As this can be a very technical problem, it is advisable to seek legal advice whenever one is confronted with the validity of the decision or the contractual obligations of the company. With the amendments to the Companies Act 2004, the requirement that objects be specified in a corporation`s memorandum was repealed. Article 23(1) provided that an undertaking `shall be fully capable of carrying out or carrying out activities, performing acts or concluding transactions`. Clearly, this provision is intended to exclude the applicability of the ultra vires doctrine. However, the exclusion is incomplete, since Article 23 (1A) retains the possibility of including objects. The founders of a company can therefore choose to include an object clause in the memorandum. In addition, § 23 Abs. 1B the inclusion in the memorandum of provisions restricting the performance and powers of the company. Since the application of Article 23(1) is expressly limited, inter alia, by the provisions of the company`s statutes, the doctrine of ultra vires seems to remain relevant for companies making use of the possibility of limiting their capacity. How should an act be treated if it fell within the powers of society but was entered into in order to promote a purpose that was not within the meaning of the purpose of the corporation? In Rolled Steel Products (Holdings) Ltd v.

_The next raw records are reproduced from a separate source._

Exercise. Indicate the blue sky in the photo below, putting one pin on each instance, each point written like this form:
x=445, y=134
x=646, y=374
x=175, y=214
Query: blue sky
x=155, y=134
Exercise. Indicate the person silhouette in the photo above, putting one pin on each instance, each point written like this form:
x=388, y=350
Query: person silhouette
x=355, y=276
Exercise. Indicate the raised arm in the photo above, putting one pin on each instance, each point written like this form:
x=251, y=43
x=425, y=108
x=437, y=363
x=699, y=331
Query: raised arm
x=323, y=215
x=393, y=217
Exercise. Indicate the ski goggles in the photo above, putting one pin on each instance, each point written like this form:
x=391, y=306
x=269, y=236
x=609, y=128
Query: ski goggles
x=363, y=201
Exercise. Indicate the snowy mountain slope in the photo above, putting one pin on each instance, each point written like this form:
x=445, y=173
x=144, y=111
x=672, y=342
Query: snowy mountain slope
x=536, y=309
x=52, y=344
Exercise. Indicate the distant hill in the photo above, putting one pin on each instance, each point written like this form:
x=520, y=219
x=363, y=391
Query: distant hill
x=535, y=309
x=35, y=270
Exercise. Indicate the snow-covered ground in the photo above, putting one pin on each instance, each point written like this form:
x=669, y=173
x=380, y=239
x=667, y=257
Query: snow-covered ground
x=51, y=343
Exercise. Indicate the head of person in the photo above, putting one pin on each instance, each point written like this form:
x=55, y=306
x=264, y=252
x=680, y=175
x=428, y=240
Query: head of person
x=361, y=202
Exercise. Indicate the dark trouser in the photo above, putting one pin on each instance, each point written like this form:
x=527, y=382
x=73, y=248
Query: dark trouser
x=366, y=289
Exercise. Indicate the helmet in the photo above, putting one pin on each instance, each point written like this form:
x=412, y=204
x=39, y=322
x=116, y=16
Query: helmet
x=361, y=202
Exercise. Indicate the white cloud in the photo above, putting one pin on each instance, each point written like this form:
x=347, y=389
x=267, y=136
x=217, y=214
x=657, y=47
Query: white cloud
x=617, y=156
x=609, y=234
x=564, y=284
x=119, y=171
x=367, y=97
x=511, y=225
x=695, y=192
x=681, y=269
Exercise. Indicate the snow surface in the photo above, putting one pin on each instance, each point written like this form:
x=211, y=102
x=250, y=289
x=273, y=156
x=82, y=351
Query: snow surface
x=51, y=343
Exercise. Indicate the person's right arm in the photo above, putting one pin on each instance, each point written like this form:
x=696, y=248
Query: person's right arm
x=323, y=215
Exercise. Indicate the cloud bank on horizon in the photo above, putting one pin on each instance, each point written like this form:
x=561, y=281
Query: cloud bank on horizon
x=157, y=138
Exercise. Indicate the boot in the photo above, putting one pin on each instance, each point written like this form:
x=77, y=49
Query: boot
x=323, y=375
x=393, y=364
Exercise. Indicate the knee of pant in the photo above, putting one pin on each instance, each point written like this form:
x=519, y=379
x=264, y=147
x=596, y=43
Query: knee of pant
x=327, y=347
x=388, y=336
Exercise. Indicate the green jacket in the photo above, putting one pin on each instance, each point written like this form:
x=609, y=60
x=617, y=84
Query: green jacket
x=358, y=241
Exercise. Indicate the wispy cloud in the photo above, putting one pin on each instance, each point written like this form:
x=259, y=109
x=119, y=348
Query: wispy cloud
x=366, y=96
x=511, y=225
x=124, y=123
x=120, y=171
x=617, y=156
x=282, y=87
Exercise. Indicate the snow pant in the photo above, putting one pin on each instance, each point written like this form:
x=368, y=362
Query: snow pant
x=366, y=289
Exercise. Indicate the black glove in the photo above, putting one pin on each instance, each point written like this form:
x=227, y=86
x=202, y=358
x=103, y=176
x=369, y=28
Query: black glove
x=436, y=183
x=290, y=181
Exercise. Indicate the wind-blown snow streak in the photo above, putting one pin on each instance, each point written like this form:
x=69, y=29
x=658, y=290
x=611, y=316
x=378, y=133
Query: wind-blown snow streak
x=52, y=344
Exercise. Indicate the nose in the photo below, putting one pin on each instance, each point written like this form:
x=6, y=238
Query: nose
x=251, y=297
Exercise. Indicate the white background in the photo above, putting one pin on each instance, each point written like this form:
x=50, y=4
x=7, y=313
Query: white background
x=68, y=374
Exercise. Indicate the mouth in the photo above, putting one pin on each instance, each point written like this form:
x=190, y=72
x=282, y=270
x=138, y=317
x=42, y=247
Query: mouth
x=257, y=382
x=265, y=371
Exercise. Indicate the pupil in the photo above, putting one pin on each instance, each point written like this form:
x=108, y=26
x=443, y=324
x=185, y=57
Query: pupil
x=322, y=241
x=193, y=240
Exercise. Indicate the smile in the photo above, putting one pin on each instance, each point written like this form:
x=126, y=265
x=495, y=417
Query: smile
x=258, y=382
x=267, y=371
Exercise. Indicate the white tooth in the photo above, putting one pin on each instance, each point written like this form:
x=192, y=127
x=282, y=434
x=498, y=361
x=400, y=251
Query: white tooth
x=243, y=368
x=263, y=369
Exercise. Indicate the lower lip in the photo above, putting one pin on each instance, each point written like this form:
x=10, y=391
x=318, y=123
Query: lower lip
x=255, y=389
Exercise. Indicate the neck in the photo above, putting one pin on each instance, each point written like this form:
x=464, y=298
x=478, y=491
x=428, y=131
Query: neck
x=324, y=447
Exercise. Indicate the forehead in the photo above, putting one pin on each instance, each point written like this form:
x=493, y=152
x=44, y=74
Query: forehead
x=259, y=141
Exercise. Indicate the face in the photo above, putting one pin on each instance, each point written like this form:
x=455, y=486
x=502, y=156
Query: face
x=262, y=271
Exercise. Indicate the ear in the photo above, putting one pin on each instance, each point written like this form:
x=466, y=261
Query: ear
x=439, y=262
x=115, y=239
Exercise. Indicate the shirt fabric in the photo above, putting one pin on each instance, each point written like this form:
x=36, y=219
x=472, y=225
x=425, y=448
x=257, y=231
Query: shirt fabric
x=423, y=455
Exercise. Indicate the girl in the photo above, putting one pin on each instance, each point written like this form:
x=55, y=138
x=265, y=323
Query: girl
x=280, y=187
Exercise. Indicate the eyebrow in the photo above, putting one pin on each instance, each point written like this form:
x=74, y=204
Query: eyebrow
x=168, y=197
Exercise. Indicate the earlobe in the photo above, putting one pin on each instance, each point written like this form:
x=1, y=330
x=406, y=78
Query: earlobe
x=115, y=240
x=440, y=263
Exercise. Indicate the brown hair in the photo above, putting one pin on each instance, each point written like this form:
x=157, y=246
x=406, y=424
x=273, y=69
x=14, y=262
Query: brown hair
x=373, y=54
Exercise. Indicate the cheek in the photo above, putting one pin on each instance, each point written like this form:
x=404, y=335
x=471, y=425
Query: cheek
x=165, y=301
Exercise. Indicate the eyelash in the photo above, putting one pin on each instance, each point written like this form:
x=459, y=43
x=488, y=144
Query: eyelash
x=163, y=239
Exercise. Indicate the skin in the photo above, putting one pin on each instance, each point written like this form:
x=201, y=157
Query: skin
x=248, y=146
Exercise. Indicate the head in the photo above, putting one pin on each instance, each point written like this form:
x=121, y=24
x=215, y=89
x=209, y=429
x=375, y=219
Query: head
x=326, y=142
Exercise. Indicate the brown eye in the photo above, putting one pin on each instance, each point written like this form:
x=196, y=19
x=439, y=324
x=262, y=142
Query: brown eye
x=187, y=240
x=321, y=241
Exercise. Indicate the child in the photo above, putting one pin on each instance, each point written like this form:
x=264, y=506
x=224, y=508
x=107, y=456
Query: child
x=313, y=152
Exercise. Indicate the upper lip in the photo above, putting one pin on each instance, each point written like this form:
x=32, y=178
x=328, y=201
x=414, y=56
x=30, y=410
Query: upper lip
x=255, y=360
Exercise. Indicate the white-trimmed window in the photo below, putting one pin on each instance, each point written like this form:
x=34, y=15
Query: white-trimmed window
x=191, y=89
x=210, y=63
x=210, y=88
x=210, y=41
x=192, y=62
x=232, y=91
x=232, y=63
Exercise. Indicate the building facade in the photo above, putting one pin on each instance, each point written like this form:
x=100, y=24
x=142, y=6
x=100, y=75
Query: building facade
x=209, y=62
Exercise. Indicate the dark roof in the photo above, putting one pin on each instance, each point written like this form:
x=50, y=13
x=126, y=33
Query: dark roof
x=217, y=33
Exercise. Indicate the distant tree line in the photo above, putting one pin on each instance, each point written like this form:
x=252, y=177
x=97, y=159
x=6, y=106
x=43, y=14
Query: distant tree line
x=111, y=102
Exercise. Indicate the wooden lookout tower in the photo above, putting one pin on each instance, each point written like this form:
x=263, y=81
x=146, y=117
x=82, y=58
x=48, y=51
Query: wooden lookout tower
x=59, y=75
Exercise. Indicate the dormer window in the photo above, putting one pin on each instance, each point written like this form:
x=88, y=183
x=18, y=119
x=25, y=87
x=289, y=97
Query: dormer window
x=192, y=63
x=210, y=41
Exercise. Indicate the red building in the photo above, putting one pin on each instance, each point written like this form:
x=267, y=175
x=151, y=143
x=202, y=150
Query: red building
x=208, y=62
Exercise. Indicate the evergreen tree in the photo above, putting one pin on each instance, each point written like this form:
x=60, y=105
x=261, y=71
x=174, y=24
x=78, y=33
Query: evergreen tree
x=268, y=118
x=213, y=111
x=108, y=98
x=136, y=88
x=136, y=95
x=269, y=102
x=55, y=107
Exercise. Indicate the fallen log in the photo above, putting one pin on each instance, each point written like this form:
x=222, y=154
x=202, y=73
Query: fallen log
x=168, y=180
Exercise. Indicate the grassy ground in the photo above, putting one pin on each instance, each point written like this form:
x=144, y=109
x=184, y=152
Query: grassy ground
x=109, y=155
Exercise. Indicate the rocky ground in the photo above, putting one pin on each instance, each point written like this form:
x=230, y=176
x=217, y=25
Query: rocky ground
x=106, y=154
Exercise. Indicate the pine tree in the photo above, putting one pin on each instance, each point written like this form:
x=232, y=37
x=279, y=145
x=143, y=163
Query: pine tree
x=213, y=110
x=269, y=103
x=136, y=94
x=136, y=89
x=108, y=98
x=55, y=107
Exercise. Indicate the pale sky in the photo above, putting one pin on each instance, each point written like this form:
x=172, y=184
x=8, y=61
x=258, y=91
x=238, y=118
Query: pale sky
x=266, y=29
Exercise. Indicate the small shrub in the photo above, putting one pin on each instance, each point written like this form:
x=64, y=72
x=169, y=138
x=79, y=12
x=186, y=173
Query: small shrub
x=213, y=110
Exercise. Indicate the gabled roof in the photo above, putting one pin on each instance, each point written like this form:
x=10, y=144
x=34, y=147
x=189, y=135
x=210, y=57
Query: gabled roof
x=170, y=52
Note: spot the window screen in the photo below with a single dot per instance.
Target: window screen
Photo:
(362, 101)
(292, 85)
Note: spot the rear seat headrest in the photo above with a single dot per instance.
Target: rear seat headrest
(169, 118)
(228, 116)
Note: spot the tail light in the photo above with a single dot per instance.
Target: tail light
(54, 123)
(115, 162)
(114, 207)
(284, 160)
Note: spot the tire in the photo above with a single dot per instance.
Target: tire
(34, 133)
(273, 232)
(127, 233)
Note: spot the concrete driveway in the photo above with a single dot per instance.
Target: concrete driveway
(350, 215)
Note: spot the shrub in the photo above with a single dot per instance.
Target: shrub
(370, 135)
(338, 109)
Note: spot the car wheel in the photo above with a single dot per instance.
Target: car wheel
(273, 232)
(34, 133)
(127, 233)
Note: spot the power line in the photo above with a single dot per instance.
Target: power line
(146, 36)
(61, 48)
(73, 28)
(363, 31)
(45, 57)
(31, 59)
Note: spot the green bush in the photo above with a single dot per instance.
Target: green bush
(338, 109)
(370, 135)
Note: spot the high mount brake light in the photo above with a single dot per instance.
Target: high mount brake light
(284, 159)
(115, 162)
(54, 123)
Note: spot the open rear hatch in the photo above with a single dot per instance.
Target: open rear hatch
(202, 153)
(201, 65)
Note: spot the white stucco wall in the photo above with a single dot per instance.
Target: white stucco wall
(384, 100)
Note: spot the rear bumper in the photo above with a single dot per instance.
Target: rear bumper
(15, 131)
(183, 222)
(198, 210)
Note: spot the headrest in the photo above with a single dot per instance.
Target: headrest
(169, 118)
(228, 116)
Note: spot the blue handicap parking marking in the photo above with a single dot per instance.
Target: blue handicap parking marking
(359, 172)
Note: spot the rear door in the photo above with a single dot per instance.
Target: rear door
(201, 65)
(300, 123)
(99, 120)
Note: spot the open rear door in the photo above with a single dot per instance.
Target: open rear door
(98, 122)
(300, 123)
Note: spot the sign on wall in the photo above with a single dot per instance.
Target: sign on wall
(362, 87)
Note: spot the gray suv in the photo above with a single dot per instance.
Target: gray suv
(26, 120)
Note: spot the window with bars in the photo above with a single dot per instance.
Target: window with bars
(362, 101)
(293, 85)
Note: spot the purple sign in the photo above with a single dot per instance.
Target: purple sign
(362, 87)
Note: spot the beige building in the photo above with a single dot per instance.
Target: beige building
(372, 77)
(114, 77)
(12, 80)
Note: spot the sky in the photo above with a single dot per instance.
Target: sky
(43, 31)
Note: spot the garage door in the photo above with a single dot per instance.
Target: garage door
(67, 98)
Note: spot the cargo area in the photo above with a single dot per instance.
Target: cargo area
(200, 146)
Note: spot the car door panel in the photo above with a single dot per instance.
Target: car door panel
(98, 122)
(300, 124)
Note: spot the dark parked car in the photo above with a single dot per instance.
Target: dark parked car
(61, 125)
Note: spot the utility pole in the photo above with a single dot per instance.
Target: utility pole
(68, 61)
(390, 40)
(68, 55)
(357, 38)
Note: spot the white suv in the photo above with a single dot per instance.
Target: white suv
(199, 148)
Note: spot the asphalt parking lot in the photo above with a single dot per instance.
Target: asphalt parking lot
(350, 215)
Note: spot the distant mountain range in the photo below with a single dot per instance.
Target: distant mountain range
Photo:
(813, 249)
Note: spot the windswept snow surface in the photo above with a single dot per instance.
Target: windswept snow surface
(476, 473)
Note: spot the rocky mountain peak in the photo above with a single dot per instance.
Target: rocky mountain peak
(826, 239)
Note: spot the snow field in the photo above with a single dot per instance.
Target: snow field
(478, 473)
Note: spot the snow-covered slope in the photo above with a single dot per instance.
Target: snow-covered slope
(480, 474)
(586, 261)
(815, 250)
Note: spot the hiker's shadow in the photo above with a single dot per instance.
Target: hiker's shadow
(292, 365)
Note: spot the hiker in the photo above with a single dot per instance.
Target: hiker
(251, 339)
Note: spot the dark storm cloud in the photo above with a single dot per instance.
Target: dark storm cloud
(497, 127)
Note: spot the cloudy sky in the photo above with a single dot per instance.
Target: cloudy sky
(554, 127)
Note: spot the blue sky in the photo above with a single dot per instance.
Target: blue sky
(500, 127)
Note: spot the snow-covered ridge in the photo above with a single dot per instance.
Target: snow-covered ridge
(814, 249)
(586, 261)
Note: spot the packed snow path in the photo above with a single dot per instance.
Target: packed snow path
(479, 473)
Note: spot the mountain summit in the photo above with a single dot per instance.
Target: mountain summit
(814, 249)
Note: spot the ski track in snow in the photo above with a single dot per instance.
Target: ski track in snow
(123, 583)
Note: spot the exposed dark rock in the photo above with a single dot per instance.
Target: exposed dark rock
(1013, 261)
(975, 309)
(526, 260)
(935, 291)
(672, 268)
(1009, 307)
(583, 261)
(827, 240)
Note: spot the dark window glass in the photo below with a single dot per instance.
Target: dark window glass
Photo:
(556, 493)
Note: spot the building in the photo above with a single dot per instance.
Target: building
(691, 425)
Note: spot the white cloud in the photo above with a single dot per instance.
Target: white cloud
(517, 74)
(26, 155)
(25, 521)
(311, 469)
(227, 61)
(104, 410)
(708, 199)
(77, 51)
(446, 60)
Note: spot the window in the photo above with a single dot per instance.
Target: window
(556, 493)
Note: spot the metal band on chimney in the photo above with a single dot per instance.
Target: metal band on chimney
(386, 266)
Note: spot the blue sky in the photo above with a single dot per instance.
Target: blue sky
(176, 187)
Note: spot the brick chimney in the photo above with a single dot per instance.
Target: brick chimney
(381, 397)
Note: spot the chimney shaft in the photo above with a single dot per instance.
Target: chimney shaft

British Steel Corp, the courts held that, as long as the company had the power lawfully exercised, the fact that the object for which that power was exercised was outside the purpose of the company or used for inappropriate purposes did not render the exercise of the power ultra vires. This “illegal” exercise of the corporation`s power had nothing to do with the corporation`s capacity, but everything to do with the authority of the agents (usually directors) who exercised power on behalf of the corporation. Therefore, the resulting transaction was not void, but at the choice of the company and can only be contested if the other contractual partner was aware of the fault or breach of an obligation. The question that must be asked is whether the power of enterprise to be examined could have been exercised in order to pursue the objectives of the undertaking. If the answer is yes, the exercise of power is not ultra vires. The facts of the laminated steel case provide a useful illustration of this. Rolled Steel`s memorandum authorized them to provide guarantees. The board of directors led him to guarantee the obligations of a company controlled by a majority shareholder and director of Rolled Steel. As to whether the guarantee was void since it was ultra vires, the English Court of Appeal held that that was not the case. It was clear that the company was able to provide guarantees. The fact that the guarantee constituted an abuse of power does not mean that the operation was ultra vires.
This view of ultra vires transactions (often referred to as the “narrow point of view”) was endorsed by the Singapore Court of Appeal in Banque Bruxelles Lambert v. Puvaria Packaging Industries (Pte) Ltd (see footnote 7) and contributes, in some way, to undermining the applicability of the ultra vires rule. In addition, section 25 of the Companies Act means that the consequences of the common law doctrine are further enhanced as follows: “No alleged act or act of a corporation. is void only because the company has not been able or authorized to perform such an act or to perform or effect such a transfer or transfer. If it is a party dealing with a company, the sting of the ultra vires doctrine has been virtually eliminated, since the transaction can no longer be void for this reason alone. It should be noted that the doctrine of constructive communication, which has so far worked hand in hand with the ultra-vires doctrine to the detriment of those who conclude contracts with undertakings, has been abolished by Article 25A. Therefore, it is not presumed that a person has knowledge of the contents of the company`s memorandum simply because it is a recommended document available for inspection. Although the doctrine is weakened, it is not entirely dead and buried, as subsection 25(2) retains a member`s right to apply to the court for an order of non-compliance with the ultra vires law. Unlike the common law, an ultra-vires transaction is not automatically null. Whether the so-called ultra-vires law is restricted (and thus avoided to that extent) depends on the court`s belief that it would be just and just if the law were restricted. Factors such as the possible injury or loss suffered by the alien, the alien`s level of knowledge and whether other rights of third parties are affected could be taken into account by the court when deciding whether or not to issue the order. The fact that an act exceeds the capacity of the company may also be invoked or invoked in proceedings against the directors of the company who, by inducing the company to engage in an ultra-vires transaction, would likely violate the obligations of its own directors. Limited liability company: This is a separate legal entity from its owners.
Shareholders have limited liability and are not held personally liable for the company`s debts, the maximum that shareholders can lose is the value of their investment. Courts generally do not find a lack of contractual capacity for people who are voluntarily drunk. The justification for this decision lies in the argument that individuals should not be allowed to circumvent their contractual obligations because of their self-induced conditions. However, for another reason, the courts also try to avoid the undesirable outcome, allowing the sober party to take advantage of the other person`s condition. Therefore, if a party is so drunk that they cannot understand the nature and consequences of the agreement, the contract can be declared null and void by the drunken party.